Dr. Rich Givens ’62 was one of his students who helped establish the Dr. Herschel G. Grose Memorial Scholarship this year.
“My memories of Dr. Grose are centered mostly on his teaching of Organic Chemistry. To be honest, I really was not too interested in organic chemistry as it was presented in the textbooks in 1960. They were chapter after chapter of industrial processes and pretty boring to read,” Givens said. “Dr. Grose — or Herschel as we disrespectfully called him — made the subject more tolerable because he could give a personal story about his experience in industry or he could relate a chemical reaction to something he did as a submariner in the U.S. Navy. His humor and clear explanations made it easy to absorb the material and do well on his exams.”
This sentiment was shared by many of Grose’s former students, even those who did not major in chemistry.
“He talked to you and he did not talk down to you; half of it was his knowledge and the other half was his personality,” said Dr. Bob Monter ’62, also a supporter of the Grose Scholarship. “I’m sitting there in his class thinking he’s making this subject very understandable and quite easy. He was never grumping, smiling all of the time, and he looks at you with those blue eyes and you know you are coming back again.”
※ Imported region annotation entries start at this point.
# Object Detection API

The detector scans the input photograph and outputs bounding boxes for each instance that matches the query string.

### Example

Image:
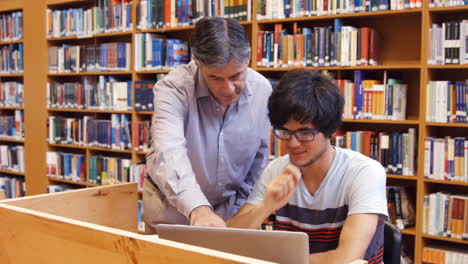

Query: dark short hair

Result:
[268,69,344,137]
[190,17,250,66]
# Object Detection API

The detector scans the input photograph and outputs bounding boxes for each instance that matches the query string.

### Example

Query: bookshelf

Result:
[5,0,468,263]
[0,1,26,197]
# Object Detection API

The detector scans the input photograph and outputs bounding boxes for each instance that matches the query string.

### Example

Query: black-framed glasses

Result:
[275,128,320,142]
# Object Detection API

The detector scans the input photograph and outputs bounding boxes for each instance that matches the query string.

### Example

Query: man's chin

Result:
[290,159,315,168]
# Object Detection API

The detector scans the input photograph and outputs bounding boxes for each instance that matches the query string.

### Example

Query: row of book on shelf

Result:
[428,20,468,65]
[335,70,408,120]
[0,145,24,173]
[0,43,24,74]
[46,154,146,191]
[48,114,133,150]
[136,0,252,30]
[424,136,468,182]
[0,81,24,107]
[0,11,23,41]
[422,246,468,264]
[47,75,132,111]
[46,74,165,111]
[422,192,468,240]
[46,0,132,37]
[0,175,26,198]
[257,18,379,67]
[257,0,422,20]
[134,33,190,71]
[428,0,468,8]
[48,42,131,73]
[426,80,468,123]
[48,114,151,151]
[0,110,24,139]
[386,186,416,229]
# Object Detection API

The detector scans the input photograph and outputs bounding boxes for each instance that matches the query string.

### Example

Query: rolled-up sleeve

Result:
[233,106,271,213]
[147,78,211,218]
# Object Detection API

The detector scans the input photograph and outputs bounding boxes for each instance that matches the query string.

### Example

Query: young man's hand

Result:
[190,206,226,227]
[263,164,301,211]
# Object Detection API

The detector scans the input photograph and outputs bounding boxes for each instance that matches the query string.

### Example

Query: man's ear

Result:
[192,56,200,68]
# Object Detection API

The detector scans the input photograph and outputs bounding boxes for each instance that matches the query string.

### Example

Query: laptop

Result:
[156,224,309,264]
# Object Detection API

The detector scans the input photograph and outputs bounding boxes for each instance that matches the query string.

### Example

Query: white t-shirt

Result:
[247,148,388,263]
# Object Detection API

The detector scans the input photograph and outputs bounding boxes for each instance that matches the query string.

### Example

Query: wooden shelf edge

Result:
[257,8,422,24]
[46,0,94,7]
[428,5,468,13]
[86,147,133,154]
[0,73,23,77]
[400,227,416,236]
[424,178,468,187]
[343,119,419,125]
[49,143,87,149]
[47,176,94,187]
[135,69,172,75]
[387,174,418,181]
[422,233,468,245]
[135,111,154,115]
[0,39,23,45]
[0,169,25,177]
[47,71,133,77]
[47,108,132,114]
[0,3,22,13]
[135,26,195,33]
[0,106,24,110]
[424,122,468,128]
[49,143,133,153]
[47,30,133,41]
[255,64,422,72]
[0,137,24,143]
[427,64,468,70]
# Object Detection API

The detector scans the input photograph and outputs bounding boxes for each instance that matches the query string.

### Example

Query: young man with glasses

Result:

In the early 1960s, Grose began to push for the College to be recognized once again by the American Chemical Society through gaining accreditation, particularly due to the success of the graduates from the program and the fact that all of the faculty in the department had or would soon have doctorates.
“That will make us 100 percent,” Grose wrote to the accreditation review board. “No one can say that this is not enough. I might add that at no time have we found it a disadvantage to be among those not included on the list. We have not had a single graduate school or prospective employer to inform us that he did not want our product because of the fact that we are not an approved school. Many schools prefer to remain outside the sphere of the American Chemical Society.”
Grose taught and led the chemistry faculty until 1985, when he retired and moved to North Canton, Ohio. Charlotte, his wife of 46 years, died on Sept. 15, 1990.
After nearly two decades of retirement, he decided to drop back into the classroom. He began sitting in on chemistry courses in late 2004. By 2006, the 85-year-old Emeritus Professor of Chemistry was teaching a general chemistry lab every Tuesday at Walsh University in addition to sitting in on a biochemistry course.
Though he pushed for an increase in the fields of science education, Grose still held the liberal arts education in high regard.
“In return to scholarship (in colleges, high schools and grade schools) it is important, however, to recognize the extreme importance of humanities along with the sciences,” Grose said during his 1957 interview. “To put all emphasis on sciences, mathematics and engineering could, in the long run, be just as disastrous, in a different way, to our way of life.”
On Sunday, Dec. 30, 2012, Grose died at Aultman Hospital in Canton. He received a military committal service the following spring and is buried at Ohio Western Reserve National Cemetery in Rittman, Ohio. He was 91.